Feb. 6th, 2003

I've had this dreadful feeling, the last few years, that my country's government will always take the sleazy option, whether it's about pension plans, secret trials, or setting nets on dolphins. So nobody believes Bush when he says "Iraq is hiding WMD, just trust me", and I never expected the government to expend some of its intelligence data to make a respectable public case. But for once I think they took the high road. Powell's speech laid out a lot more than I ever expected, and he was tolerably explicit about what (like the al Qaeda link) was speculative. The NYT transcript (warning: many painful transcriptos like "elicit weapons") and one analysis -- can anyone suggest a more skeptical analysis?

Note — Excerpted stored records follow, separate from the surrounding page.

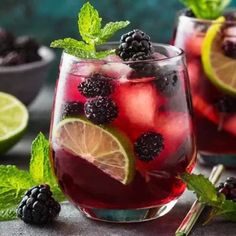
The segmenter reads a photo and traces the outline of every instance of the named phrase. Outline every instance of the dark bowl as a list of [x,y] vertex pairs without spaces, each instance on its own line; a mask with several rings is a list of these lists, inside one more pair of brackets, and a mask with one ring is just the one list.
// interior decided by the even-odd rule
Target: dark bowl
[[39,55],[42,57],[40,61],[0,67],[0,91],[29,105],[38,95],[55,58],[54,52],[45,46],[40,47]]

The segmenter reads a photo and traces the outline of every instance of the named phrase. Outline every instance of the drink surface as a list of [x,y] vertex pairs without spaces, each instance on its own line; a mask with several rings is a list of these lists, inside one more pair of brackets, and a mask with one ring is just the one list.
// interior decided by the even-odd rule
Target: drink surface
[[[202,47],[212,22],[194,19],[186,16],[179,17],[174,44],[185,50],[187,57],[196,117],[197,146],[203,154],[235,154],[236,98],[215,87],[205,74]],[[229,26],[234,32],[235,27],[235,24]],[[223,32],[225,35],[223,34],[222,37],[228,38],[227,31]],[[230,40],[235,41],[235,39],[236,34],[230,36]],[[219,47],[222,47],[220,53],[224,54],[223,45]],[[235,59],[230,58],[230,60],[233,62]],[[227,66],[226,62],[219,64],[219,67],[215,68],[216,71]],[[226,71],[225,75],[227,73]]]
[[[108,61],[74,63],[69,63],[67,57],[66,54],[62,57],[51,125],[52,163],[63,192],[75,205],[91,208],[147,208],[177,199],[185,185],[176,176],[192,171],[196,154],[191,98],[184,66],[177,66],[177,63],[169,63],[168,66],[167,63],[165,66],[153,64],[158,71],[154,75],[134,72],[130,65],[116,56],[111,56]],[[104,96],[94,98],[94,90],[91,94],[83,90],[89,79],[93,81],[93,89],[98,91],[100,82],[97,80],[101,81],[104,77],[112,86],[102,92]],[[169,80],[174,87],[164,86]],[[86,104],[89,103],[91,108],[94,99],[107,104],[112,100],[116,104],[116,113],[111,111],[107,115],[111,118],[108,125],[98,124],[101,120],[88,116]],[[162,146],[151,159],[141,155],[137,148],[140,140],[148,134],[150,137],[150,134],[162,137],[159,139]],[[103,135],[106,139],[98,138]],[[97,154],[92,150],[86,150],[89,155],[82,154],[85,152],[81,149],[85,146],[106,146],[108,141],[104,140],[107,136],[129,146],[126,154],[119,153],[128,160],[129,167],[124,172],[129,172],[129,180],[117,177],[119,173],[115,173],[117,164],[114,162],[106,163],[104,169],[101,162],[95,162]],[[67,144],[68,137],[73,144]],[[150,153],[150,150],[147,152]],[[115,154],[110,158],[115,159]]]

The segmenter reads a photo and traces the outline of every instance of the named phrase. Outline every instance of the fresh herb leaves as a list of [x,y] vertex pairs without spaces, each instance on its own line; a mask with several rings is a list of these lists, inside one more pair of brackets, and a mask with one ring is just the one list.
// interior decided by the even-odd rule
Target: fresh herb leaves
[[236,221],[236,203],[226,200],[223,194],[219,194],[206,177],[185,173],[181,175],[181,179],[187,184],[189,190],[196,193],[200,202],[212,208],[207,222],[215,216],[223,216],[227,220]]
[[231,0],[180,0],[197,18],[214,20],[222,15]]
[[16,208],[29,188],[46,183],[58,201],[65,200],[53,176],[49,161],[49,142],[40,133],[32,143],[30,170],[0,165],[0,221],[16,218]]
[[129,21],[110,22],[102,28],[102,18],[98,11],[89,3],[85,3],[78,15],[78,29],[83,41],[72,38],[55,40],[53,48],[63,48],[65,52],[82,58],[104,58],[114,54],[115,50],[96,51],[96,47],[107,42],[116,31],[125,28]]

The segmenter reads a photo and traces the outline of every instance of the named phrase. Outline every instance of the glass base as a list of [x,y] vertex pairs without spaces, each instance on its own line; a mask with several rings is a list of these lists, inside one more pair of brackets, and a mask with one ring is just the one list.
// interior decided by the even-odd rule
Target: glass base
[[131,223],[153,220],[168,213],[176,204],[173,200],[167,204],[157,207],[134,209],[134,210],[113,210],[97,208],[79,208],[88,218],[113,223]]
[[225,167],[235,168],[236,167],[236,154],[217,155],[217,154],[200,153],[199,161],[201,164],[206,165],[206,166],[214,166],[217,164],[223,164]]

I'm not prepared to make a moral case for the war, or even a realpolitikal case from the U.S. point of view. (The gov't had better be doing a damn sight more than it's letting on about 1) actual terrorist groups and 2) North Korea, which is what we should be seriously worried about.) But if I were the U.N., and I wanted the U.N. to have any value, I would be convinced to issue an ultimatum to Iraq.

On the other hand, links like this make me wonder what earthly good for me as a citizen to worry my head about these things, when I'm drowning in idiots. So you don't have to clicky-click through the Salon ad,
Of those surveyed, only 17 percent knew the correct answer: that none of the hijackers were Iraqi. Forty-four percent of Americans believe that most or some of the hijackers were Iraqi; another 6 percent believe that one of the hijackers was a citizen of that most notorious node in the axis of evil. That leaves 33 percent who did not know enough to offer an answer.